Remember that movie where the title character’s parents are mauled to death by a wild leopard four minutes in? Or how about the one where the protagonist, only a baby, is left to fend for himself after his mom is murdered? Those traumatizing bummers would be Tarzan and Bambi, respectively. New research reported by The Atlantic reveals that those films are no exception: According to a study published yesterday in The British Medical Journal, children’s movies are much more morbid than their adult drama counterparts.
A Canadian epidemiology professor and several developmental psychologists conducted the surprising study, ominously titled “CARTOONS KILL: casualties in animated recreational theater in an objective observational new study of kids’ introduction to loss of life.” In it, the researchers compared the prevalence of death among the top-grossing animated kids’ movies (rated G and PG) and adult dramas for every year since 1937. What did they find? “We conclude that children’s animated films, rather than being innocuous alternatives to the gore and carnage typical of American films, are in fact hotbeds of murder and mayhem.” Yikes. Among the mildly disturbing results:
-Two-thirds of children’s movies depicted the death of a main character, compared to just half of adult dramas.
-Main characters in children’s movies are 2.5 times more likely to die and nearly three times more likely to be murdered than main characters in adult dramas.
-Parents of the main characters in children’s movies are five times as likely to die in a children’s movie as an adult movie. Leading cause of death? Animal attacks. (A Bug’s Life, The Croods, How to Train Your Dragon, Finding Nemo, and Tarzan.) Gunshots and stabbings are up there, too.
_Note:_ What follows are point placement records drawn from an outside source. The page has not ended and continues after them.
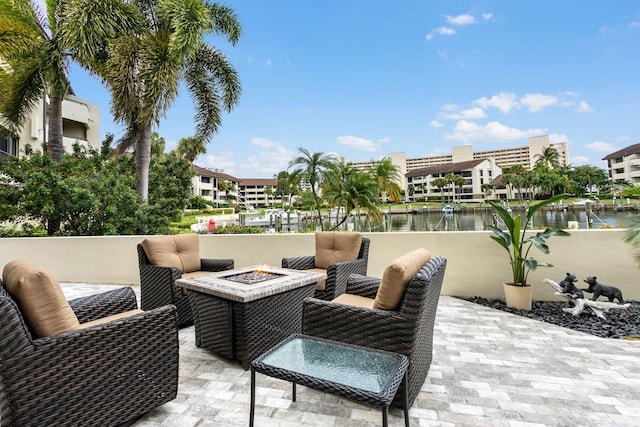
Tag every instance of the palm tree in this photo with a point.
(548, 157)
(351, 188)
(158, 144)
(36, 67)
(144, 66)
(387, 176)
(313, 166)
(190, 147)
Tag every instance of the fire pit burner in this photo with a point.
(251, 277)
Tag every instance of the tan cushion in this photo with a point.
(396, 277)
(181, 251)
(110, 318)
(332, 247)
(354, 300)
(321, 284)
(40, 298)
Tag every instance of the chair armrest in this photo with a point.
(299, 263)
(207, 264)
(363, 286)
(129, 364)
(338, 275)
(381, 329)
(104, 304)
(156, 285)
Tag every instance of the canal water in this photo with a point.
(470, 221)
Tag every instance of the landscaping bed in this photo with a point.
(620, 323)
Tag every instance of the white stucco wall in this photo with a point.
(476, 264)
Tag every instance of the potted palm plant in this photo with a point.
(517, 243)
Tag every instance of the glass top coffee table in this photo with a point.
(358, 373)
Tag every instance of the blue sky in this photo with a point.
(364, 78)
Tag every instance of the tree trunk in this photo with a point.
(55, 146)
(143, 158)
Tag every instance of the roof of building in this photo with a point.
(627, 151)
(444, 168)
(207, 172)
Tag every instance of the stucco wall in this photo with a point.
(476, 265)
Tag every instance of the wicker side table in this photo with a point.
(358, 373)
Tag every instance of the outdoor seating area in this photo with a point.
(489, 368)
(447, 361)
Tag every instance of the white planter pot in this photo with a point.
(519, 297)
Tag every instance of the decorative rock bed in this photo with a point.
(618, 324)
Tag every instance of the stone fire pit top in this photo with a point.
(216, 284)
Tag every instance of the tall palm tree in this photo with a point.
(144, 66)
(387, 176)
(36, 67)
(158, 144)
(190, 147)
(313, 166)
(351, 188)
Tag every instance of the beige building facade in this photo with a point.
(80, 124)
(624, 164)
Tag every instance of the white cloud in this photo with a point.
(557, 138)
(223, 161)
(537, 101)
(357, 143)
(445, 31)
(583, 107)
(579, 161)
(465, 131)
(468, 114)
(601, 146)
(504, 101)
(264, 142)
(464, 19)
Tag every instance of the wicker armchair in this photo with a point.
(106, 374)
(407, 330)
(157, 285)
(337, 274)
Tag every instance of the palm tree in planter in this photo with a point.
(515, 241)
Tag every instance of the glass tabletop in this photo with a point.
(356, 367)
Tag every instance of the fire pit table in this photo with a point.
(241, 313)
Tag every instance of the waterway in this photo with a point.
(480, 220)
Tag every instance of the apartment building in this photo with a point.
(624, 164)
(80, 124)
(220, 188)
(476, 173)
(504, 157)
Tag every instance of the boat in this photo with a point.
(276, 219)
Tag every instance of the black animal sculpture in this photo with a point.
(568, 287)
(599, 289)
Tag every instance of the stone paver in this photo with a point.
(490, 368)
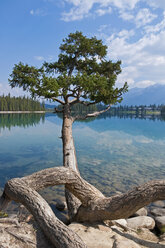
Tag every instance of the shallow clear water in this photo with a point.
(114, 154)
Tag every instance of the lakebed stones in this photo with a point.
(160, 204)
(141, 222)
(158, 211)
(125, 244)
(102, 236)
(141, 212)
(61, 205)
(160, 223)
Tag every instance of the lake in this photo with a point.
(114, 153)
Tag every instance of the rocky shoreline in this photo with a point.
(146, 228)
(20, 112)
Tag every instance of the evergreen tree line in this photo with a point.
(21, 120)
(8, 103)
(81, 109)
(141, 109)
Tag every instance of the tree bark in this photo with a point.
(95, 206)
(69, 158)
(57, 232)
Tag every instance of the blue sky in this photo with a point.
(134, 31)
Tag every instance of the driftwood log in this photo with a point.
(94, 205)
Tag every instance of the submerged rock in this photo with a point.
(141, 212)
(141, 222)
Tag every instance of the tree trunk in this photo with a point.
(95, 206)
(69, 152)
(69, 158)
(57, 232)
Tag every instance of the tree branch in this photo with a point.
(95, 206)
(94, 114)
(58, 100)
(58, 110)
(57, 232)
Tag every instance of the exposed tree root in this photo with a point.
(95, 206)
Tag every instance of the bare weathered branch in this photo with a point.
(123, 205)
(95, 207)
(57, 232)
(56, 110)
(58, 100)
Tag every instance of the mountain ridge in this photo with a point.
(154, 94)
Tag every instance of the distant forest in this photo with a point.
(141, 109)
(8, 103)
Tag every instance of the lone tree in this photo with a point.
(81, 75)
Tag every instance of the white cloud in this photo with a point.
(81, 8)
(143, 17)
(40, 58)
(126, 15)
(156, 3)
(6, 89)
(143, 60)
(102, 12)
(38, 12)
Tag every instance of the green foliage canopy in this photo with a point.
(81, 72)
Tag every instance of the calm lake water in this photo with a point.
(113, 153)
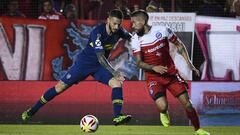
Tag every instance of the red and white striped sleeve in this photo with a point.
(171, 35)
(135, 45)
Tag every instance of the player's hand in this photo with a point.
(192, 67)
(160, 69)
(119, 76)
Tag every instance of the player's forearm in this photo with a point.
(183, 51)
(104, 62)
(144, 65)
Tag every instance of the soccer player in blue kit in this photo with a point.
(93, 61)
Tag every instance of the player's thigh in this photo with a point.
(103, 75)
(176, 88)
(184, 100)
(162, 103)
(75, 74)
(155, 89)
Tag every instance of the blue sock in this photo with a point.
(117, 100)
(47, 96)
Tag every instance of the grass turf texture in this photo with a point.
(112, 130)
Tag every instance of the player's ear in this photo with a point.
(108, 20)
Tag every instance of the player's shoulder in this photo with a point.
(159, 28)
(100, 27)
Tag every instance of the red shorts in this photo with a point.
(157, 86)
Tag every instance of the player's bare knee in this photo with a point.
(113, 83)
(60, 87)
(188, 106)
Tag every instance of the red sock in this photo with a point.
(193, 117)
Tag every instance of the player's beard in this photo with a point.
(140, 32)
(111, 30)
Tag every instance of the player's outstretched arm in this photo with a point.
(183, 51)
(158, 69)
(105, 63)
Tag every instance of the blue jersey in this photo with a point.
(100, 41)
(87, 62)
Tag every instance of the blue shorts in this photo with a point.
(79, 72)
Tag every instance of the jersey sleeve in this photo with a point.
(95, 40)
(135, 45)
(125, 34)
(171, 35)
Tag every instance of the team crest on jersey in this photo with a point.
(98, 42)
(68, 76)
(158, 35)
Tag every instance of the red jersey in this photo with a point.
(154, 49)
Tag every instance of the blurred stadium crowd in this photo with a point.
(97, 9)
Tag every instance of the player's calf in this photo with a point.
(201, 132)
(26, 115)
(165, 119)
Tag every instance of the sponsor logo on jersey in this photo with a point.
(98, 42)
(158, 35)
(155, 48)
(68, 76)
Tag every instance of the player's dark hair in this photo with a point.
(141, 13)
(116, 13)
(50, 1)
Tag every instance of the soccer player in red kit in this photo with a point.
(150, 46)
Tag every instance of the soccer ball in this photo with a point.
(89, 123)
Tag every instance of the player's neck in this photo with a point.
(109, 32)
(147, 28)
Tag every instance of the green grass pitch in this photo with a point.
(20, 129)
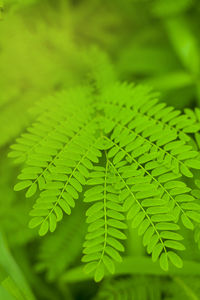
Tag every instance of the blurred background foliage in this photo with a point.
(51, 45)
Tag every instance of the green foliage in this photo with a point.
(145, 153)
(105, 170)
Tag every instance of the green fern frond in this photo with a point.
(140, 287)
(106, 220)
(58, 158)
(146, 156)
(59, 251)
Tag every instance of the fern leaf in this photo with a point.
(106, 222)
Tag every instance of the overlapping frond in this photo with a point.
(106, 222)
(133, 154)
(60, 150)
(59, 251)
(140, 287)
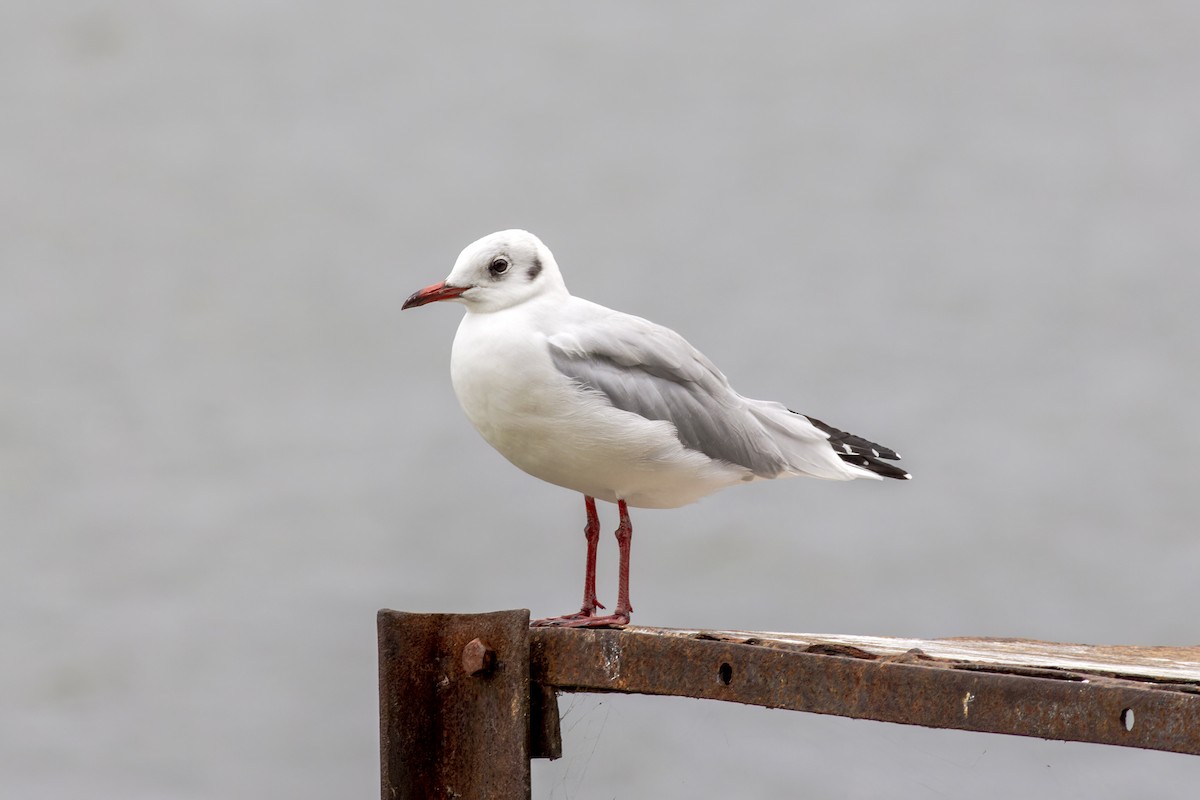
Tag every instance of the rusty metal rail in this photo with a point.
(467, 699)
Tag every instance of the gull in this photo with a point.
(613, 405)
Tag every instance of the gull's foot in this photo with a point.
(582, 620)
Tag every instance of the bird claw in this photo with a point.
(582, 620)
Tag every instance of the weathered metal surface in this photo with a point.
(454, 705)
(911, 687)
(545, 725)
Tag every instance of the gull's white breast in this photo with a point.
(562, 433)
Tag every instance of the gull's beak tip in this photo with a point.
(432, 294)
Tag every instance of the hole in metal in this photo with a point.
(725, 673)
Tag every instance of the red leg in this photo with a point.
(621, 615)
(591, 603)
(592, 531)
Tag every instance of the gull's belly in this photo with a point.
(550, 427)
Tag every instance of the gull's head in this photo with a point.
(498, 271)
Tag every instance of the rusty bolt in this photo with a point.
(478, 659)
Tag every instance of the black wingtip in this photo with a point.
(862, 452)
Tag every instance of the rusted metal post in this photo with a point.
(454, 705)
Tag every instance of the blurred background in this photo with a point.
(969, 232)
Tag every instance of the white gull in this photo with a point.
(613, 405)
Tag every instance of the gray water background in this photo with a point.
(969, 230)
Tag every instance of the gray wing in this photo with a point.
(648, 370)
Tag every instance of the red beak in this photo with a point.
(432, 294)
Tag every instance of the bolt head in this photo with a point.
(478, 659)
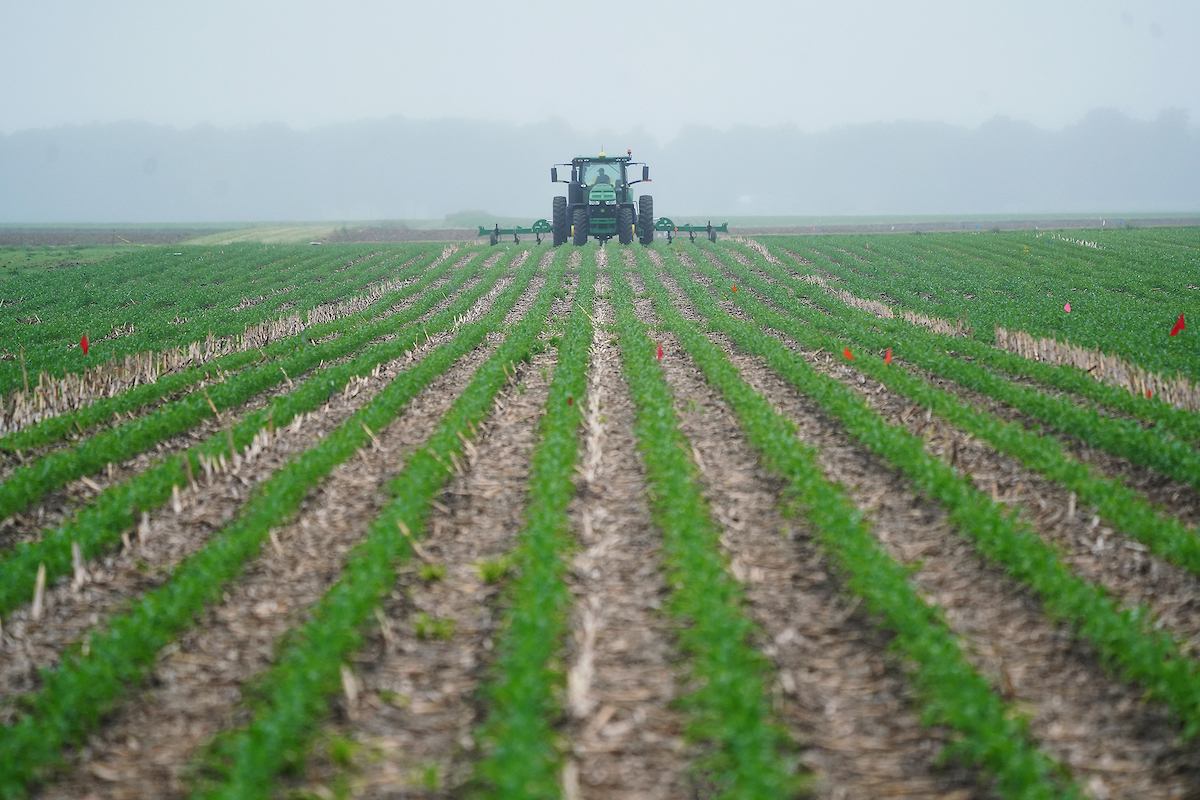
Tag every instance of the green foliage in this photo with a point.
(729, 708)
(76, 696)
(988, 733)
(432, 572)
(1125, 639)
(102, 410)
(495, 570)
(522, 758)
(1121, 506)
(293, 695)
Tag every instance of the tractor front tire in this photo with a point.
(562, 224)
(646, 220)
(580, 227)
(625, 224)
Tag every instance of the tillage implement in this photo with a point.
(600, 204)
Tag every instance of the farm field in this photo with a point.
(834, 516)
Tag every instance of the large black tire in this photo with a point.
(562, 224)
(646, 220)
(625, 224)
(580, 223)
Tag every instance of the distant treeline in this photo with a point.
(402, 168)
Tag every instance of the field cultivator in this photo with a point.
(599, 204)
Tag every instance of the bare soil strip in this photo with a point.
(841, 696)
(624, 672)
(1115, 745)
(167, 537)
(415, 678)
(196, 689)
(60, 505)
(1096, 552)
(1181, 500)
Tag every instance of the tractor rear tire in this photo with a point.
(580, 226)
(646, 218)
(562, 224)
(625, 224)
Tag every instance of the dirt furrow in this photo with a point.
(839, 692)
(10, 462)
(60, 505)
(1115, 744)
(166, 537)
(1093, 551)
(419, 672)
(624, 673)
(196, 686)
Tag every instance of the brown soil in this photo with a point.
(627, 738)
(417, 704)
(839, 692)
(196, 686)
(1116, 745)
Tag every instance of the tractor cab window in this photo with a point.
(595, 174)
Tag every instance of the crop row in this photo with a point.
(33, 481)
(177, 299)
(91, 680)
(729, 708)
(1146, 446)
(55, 428)
(1126, 641)
(989, 734)
(293, 696)
(522, 756)
(99, 525)
(1123, 298)
(1122, 507)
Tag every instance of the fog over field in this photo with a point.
(400, 168)
(370, 110)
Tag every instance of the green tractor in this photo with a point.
(599, 202)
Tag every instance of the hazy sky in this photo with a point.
(611, 66)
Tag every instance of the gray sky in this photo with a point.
(612, 66)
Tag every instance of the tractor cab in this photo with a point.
(600, 204)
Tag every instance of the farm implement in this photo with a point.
(600, 204)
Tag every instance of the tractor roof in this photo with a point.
(601, 157)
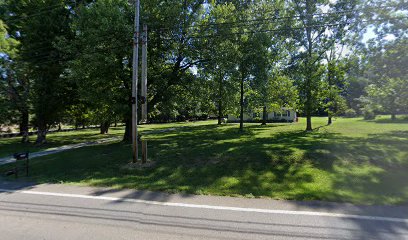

You might think that the silver lining in all this is that as brutal as these films are, fictional tragedies can help children prepare emotionally for experiencing real loss later in life. According to this study, though, that’s just not the case. The researchers found that “death and/or the grieving process often go unacknowledged in children’s animated films.” The sole exception they note is The Lion King, in which we see Simba undergo “a complex grieving process and eventually arriving at a healthy acceptance of his father’s death, even forgiving his father’s murderer.”